Doch damit soll nun Schluss sein. Kurz vor seinem 70. Geburtstag am 18. Juni dieses Jahres erzählte der Star in einem Interview mit dem Musik-Magazin „Rolling Stone“, dass er nun nicht mehr kiffen wolle. Bei dieser Entscheidung habe ihn vor allem seine achtjährige Tochter Beatrice, die aus der Ehe mit seiner zweiten Ehefrau Heather Mills (44) stammt, beeinflusst. „Ich habe genug von dem Zeug geraucht.

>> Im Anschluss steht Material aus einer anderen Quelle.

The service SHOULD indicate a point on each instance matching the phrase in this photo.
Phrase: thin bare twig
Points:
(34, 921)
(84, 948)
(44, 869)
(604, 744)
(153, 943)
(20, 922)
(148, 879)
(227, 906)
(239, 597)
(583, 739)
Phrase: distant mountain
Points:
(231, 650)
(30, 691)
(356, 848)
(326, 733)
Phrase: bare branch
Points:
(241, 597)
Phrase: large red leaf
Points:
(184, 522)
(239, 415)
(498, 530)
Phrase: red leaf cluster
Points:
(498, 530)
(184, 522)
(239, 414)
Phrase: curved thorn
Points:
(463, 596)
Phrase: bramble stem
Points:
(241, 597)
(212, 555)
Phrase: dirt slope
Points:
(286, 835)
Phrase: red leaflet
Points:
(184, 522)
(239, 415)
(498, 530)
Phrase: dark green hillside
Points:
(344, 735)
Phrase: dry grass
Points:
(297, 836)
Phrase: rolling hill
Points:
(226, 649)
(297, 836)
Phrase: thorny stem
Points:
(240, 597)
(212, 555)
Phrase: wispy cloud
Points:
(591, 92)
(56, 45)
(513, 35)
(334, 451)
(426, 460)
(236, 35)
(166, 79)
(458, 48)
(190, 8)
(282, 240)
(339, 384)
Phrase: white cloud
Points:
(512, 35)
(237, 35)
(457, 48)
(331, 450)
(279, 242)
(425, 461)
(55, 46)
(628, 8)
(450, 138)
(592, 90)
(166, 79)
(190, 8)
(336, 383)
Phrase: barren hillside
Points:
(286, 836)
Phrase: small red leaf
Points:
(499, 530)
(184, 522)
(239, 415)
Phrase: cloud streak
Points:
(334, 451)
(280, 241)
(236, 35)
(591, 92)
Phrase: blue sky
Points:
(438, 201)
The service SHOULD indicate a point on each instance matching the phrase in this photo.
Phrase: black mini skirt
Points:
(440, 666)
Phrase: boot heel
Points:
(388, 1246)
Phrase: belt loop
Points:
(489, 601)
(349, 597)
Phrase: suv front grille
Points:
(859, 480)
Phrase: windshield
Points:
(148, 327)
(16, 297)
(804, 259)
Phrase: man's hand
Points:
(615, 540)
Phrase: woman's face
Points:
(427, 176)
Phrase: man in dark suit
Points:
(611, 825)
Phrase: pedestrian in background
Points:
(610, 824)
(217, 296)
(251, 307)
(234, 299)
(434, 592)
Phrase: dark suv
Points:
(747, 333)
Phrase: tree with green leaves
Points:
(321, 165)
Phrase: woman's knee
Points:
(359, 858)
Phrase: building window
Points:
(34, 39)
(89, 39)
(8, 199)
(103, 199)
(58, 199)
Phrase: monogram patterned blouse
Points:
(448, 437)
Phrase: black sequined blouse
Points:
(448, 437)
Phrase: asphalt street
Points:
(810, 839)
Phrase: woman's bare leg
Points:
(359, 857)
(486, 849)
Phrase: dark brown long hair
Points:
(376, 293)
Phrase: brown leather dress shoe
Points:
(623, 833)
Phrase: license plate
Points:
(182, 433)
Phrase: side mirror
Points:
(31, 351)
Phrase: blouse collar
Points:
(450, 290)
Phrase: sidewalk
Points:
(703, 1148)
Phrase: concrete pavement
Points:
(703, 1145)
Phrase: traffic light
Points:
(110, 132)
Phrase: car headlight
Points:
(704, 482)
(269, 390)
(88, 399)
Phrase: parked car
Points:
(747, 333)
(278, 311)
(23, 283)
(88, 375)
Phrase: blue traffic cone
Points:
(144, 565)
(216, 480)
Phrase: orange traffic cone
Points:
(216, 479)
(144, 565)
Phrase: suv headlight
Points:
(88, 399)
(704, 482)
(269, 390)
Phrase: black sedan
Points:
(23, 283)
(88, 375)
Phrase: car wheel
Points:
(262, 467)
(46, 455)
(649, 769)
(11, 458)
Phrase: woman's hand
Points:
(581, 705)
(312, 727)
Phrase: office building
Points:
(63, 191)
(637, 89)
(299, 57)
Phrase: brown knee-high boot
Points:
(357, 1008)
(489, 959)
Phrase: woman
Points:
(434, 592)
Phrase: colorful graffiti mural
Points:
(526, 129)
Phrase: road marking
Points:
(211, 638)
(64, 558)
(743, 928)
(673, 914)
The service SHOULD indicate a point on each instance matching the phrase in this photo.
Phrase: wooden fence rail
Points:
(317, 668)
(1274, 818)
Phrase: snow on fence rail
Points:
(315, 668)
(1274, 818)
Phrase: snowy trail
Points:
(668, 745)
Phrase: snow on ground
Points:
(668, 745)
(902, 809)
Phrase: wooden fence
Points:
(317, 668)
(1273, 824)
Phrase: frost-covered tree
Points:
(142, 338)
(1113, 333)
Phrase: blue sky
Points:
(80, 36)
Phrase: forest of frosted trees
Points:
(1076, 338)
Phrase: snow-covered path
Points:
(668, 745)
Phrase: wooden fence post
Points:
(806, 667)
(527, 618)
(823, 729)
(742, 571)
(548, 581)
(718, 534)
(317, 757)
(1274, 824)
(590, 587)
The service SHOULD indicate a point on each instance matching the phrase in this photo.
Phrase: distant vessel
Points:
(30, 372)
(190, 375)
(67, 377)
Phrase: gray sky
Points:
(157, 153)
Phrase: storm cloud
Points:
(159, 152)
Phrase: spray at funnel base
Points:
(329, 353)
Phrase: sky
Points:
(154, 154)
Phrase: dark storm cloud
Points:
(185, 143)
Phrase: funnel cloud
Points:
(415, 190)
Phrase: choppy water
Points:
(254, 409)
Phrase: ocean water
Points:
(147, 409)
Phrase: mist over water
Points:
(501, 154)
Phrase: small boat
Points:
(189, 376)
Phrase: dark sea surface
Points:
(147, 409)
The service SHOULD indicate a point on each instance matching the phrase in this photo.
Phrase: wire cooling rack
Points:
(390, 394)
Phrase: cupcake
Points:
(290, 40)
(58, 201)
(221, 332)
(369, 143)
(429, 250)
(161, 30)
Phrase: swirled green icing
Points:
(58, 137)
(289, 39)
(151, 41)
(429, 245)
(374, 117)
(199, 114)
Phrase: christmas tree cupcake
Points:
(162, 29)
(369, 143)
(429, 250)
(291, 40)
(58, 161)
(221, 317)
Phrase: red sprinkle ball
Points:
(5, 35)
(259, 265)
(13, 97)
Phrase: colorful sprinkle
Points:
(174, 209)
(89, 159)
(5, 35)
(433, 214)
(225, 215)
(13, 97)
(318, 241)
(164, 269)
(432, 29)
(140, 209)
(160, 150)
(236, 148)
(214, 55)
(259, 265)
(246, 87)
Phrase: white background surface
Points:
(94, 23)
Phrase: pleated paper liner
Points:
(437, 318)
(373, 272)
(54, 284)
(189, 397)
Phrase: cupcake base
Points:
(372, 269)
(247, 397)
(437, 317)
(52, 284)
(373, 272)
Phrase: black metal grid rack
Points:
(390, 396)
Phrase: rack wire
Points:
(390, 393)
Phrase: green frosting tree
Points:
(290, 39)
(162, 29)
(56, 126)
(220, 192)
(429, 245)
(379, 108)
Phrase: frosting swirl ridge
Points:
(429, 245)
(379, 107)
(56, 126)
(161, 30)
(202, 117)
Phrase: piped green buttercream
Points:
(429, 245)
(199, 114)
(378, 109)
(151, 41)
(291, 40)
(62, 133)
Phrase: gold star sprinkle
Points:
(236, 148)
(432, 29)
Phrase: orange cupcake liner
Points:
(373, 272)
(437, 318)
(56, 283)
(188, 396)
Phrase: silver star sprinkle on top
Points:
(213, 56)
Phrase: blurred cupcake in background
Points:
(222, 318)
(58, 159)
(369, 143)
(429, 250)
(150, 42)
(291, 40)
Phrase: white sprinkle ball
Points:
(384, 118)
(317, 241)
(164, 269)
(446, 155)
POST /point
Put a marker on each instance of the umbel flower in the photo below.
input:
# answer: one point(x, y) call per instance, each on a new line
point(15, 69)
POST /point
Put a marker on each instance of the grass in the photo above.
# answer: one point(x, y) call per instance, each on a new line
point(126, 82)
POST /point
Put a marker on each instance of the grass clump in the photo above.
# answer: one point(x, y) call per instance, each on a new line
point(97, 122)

Wenn du ein Kind großziehst, wirst du irgendwann so verantwortungsbewusst. Genug ist genug, irgendwann brauchst du das einfach nicht mehr.“

Beatrice wird bestimmt stolz auf ihren berühmten Papa sein. Schließlich hat dieser in der Vergangenheit auch schon genug Ärger wegen seines kleinen Lasters gehabt. 1982 wurde er sowohl in Schweden als auch in Schottland wegen Marihuana-Besitzes festgenommen, dasselbe passierte zwei Jahre später noch einmal auf Barbados. In Japan verwies man den Ex-Beatle wegen ein paar Gramm Cannabis in seinem Koffer sogar des Landes.